# Self Portrait



## RustyBrown (May 29, 2004)

Caught this guy following me around one morning during the trip. Just couldn't get rid of him. Big dof on this one.


----------



## richg99 (Aug 21, 2004)

Pretty thin and tall....RG


----------



## dicklaxt (Jun 2, 2005)

Is this called creative photography???


good thinking

dick


----------



## Arlon (Feb 8, 2005)

Must have been using the Tokina. At 12mm and f16 dof is like from 3ft to the horizon.

Was that on the NW corner of BBSP? (-:}


----------



## Charles Helm (Oct 22, 2004)

Looks suspiciously like a guy I saw at the beach...
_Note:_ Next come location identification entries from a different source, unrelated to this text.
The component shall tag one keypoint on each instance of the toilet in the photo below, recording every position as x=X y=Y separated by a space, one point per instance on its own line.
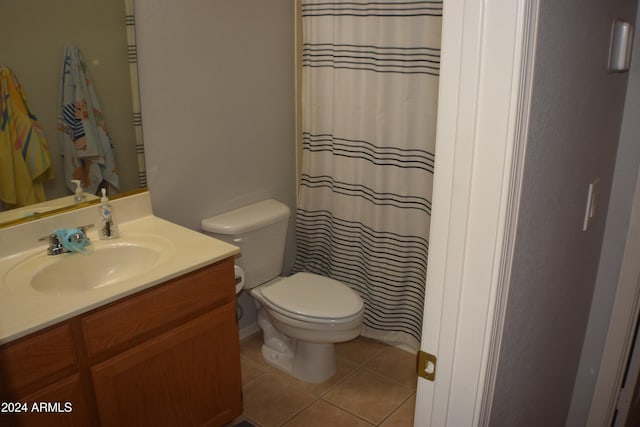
x=302 y=316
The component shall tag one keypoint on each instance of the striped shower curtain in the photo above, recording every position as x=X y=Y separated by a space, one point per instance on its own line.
x=369 y=97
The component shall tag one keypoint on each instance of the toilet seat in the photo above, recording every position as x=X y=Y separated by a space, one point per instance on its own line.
x=312 y=298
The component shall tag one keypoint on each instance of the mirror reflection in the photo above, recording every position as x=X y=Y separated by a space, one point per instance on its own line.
x=68 y=68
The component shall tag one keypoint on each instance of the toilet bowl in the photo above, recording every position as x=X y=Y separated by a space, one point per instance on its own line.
x=301 y=316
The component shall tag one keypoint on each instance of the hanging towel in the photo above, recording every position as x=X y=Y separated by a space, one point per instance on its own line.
x=84 y=140
x=25 y=161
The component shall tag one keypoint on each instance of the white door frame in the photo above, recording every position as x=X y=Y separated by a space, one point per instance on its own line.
x=483 y=111
x=621 y=326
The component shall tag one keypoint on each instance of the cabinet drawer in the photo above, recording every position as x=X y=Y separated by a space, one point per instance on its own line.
x=34 y=358
x=143 y=315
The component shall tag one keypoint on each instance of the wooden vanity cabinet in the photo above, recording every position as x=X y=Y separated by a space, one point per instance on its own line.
x=169 y=356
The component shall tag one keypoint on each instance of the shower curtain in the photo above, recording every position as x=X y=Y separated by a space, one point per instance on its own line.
x=369 y=96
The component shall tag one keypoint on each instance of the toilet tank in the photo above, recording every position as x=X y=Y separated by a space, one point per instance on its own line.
x=260 y=231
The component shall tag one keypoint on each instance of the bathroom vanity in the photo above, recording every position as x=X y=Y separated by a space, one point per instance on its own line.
x=149 y=351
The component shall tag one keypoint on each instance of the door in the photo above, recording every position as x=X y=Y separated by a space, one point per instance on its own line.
x=485 y=78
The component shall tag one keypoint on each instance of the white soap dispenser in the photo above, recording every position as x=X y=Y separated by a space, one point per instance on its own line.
x=109 y=228
x=79 y=196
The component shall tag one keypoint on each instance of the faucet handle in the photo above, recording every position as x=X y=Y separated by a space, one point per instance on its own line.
x=84 y=228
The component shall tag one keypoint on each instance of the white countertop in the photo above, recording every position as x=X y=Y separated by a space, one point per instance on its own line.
x=24 y=310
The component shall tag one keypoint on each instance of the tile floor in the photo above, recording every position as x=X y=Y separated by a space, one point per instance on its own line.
x=375 y=385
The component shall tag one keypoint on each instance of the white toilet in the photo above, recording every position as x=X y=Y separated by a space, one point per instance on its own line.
x=302 y=315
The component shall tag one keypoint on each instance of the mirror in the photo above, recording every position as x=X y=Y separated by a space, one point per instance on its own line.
x=35 y=33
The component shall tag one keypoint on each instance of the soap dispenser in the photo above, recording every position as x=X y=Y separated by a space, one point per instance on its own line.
x=79 y=196
x=109 y=228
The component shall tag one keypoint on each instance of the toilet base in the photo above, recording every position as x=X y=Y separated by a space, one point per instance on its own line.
x=309 y=362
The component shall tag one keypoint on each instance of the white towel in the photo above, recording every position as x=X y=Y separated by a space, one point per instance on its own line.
x=84 y=139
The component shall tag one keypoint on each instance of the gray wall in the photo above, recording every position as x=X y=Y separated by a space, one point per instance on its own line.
x=217 y=88
x=575 y=122
x=624 y=182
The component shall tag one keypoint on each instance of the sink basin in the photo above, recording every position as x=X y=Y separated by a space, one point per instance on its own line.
x=110 y=262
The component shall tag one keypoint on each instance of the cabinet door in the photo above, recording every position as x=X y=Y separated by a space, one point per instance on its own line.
x=188 y=376
x=62 y=403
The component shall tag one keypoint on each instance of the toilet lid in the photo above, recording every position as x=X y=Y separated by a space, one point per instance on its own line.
x=315 y=296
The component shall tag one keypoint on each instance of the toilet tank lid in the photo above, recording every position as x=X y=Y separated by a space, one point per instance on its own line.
x=247 y=218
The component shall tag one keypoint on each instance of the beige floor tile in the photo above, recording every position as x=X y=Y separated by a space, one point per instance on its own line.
x=344 y=368
x=270 y=401
x=323 y=414
x=368 y=395
x=359 y=350
x=251 y=370
x=403 y=416
x=396 y=364
x=251 y=348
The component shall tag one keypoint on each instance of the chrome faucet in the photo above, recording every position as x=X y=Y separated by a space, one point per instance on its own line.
x=58 y=246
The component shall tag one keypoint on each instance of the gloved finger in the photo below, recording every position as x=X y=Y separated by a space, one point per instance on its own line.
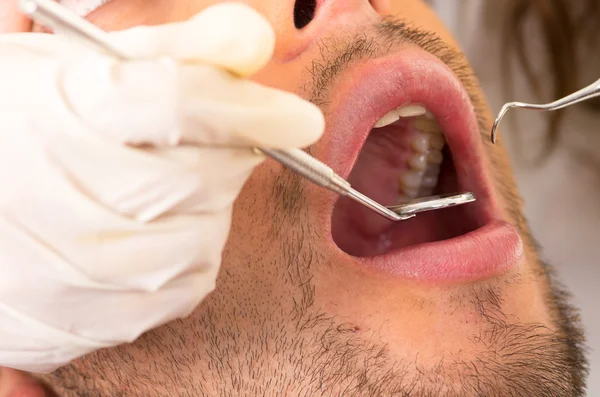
x=203 y=105
x=232 y=36
x=11 y=18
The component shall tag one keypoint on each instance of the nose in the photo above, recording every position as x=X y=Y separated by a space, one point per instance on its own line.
x=299 y=24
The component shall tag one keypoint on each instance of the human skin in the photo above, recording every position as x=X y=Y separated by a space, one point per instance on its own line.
x=294 y=315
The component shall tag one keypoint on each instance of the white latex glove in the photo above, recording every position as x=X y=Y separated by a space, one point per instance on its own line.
x=102 y=240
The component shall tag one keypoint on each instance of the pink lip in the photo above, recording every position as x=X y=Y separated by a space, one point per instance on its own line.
x=415 y=76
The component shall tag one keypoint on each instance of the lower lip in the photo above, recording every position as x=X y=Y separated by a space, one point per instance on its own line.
x=489 y=251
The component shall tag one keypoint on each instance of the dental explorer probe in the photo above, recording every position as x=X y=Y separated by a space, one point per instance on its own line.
x=589 y=92
x=60 y=18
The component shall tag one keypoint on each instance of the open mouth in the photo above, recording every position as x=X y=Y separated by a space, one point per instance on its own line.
x=410 y=132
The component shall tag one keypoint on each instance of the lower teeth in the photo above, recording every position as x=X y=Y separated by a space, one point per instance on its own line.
x=421 y=176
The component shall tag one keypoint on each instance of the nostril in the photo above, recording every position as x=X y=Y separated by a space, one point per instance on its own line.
x=304 y=12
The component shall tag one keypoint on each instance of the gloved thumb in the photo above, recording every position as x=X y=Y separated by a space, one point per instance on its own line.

http://www.pbase.com/image/65608784/medium.jpg


----------



## Gator_Nutz (Sep 27, 2006)

That's the field where the old barn is. I just never noticed those hills before. I guess I should pay more attention to the surroundings out there.


----------



## Koru (Sep 25, 2006)

look up. 

lol i love this one Rusty. haven't seen you do a shadow portrait before, it's cool. 'Man on Land'

rosesm


----------



## sandybottom (Jun 1, 2005)

:an1: :an1: You guys crack me up.


----------



## RustyBrown (May 29, 2004)

Well, I'm very proud to say that in the last 2 months I've managed to drop 20 pounds. There have been sacrifices and one of them has been my available time on the board and another as been shooting time. If only it was as easy as getting up early one morning to be lean again.
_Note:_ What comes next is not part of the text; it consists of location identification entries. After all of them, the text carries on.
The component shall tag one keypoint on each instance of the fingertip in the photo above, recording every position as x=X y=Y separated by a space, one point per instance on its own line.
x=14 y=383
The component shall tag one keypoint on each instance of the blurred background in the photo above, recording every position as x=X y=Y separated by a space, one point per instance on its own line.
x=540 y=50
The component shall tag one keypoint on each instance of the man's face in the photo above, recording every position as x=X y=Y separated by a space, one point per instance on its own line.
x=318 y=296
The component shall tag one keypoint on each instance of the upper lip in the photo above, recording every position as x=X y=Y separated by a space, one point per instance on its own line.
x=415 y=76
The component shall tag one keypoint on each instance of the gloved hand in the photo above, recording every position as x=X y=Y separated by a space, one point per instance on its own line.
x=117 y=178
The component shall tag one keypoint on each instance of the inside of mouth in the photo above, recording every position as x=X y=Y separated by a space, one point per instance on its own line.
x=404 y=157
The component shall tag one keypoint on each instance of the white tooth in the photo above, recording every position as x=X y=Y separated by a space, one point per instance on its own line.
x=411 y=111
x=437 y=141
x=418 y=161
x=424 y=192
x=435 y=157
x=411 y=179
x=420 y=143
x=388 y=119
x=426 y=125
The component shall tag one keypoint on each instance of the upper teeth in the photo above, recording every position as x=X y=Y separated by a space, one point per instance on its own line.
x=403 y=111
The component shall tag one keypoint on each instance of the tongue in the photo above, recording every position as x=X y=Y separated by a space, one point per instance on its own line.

I'm glad you guiys liked this one. I've spent 40 years keeping my shadow out of my images so I thought it might be nice to let him have his do. Note - he's not much of an early riser I don't think I ever see him until my morning shoots are half over.


----------



## Charles Helm (Oct 22, 2004)

Congratulations on the weight loss. I know how hard it can be to be consistent.


----------



## fishphoto (Mar 3, 2005)

Congrats on the weight loss. I need to do the same!


----------



## Koru (Sep 25, 2006)

20 pounds in 2 months. wow that's really going at it Rusty. well done! i had to laugh when you said your shadow turns up well after you've begun shooting. 

rosesm


----------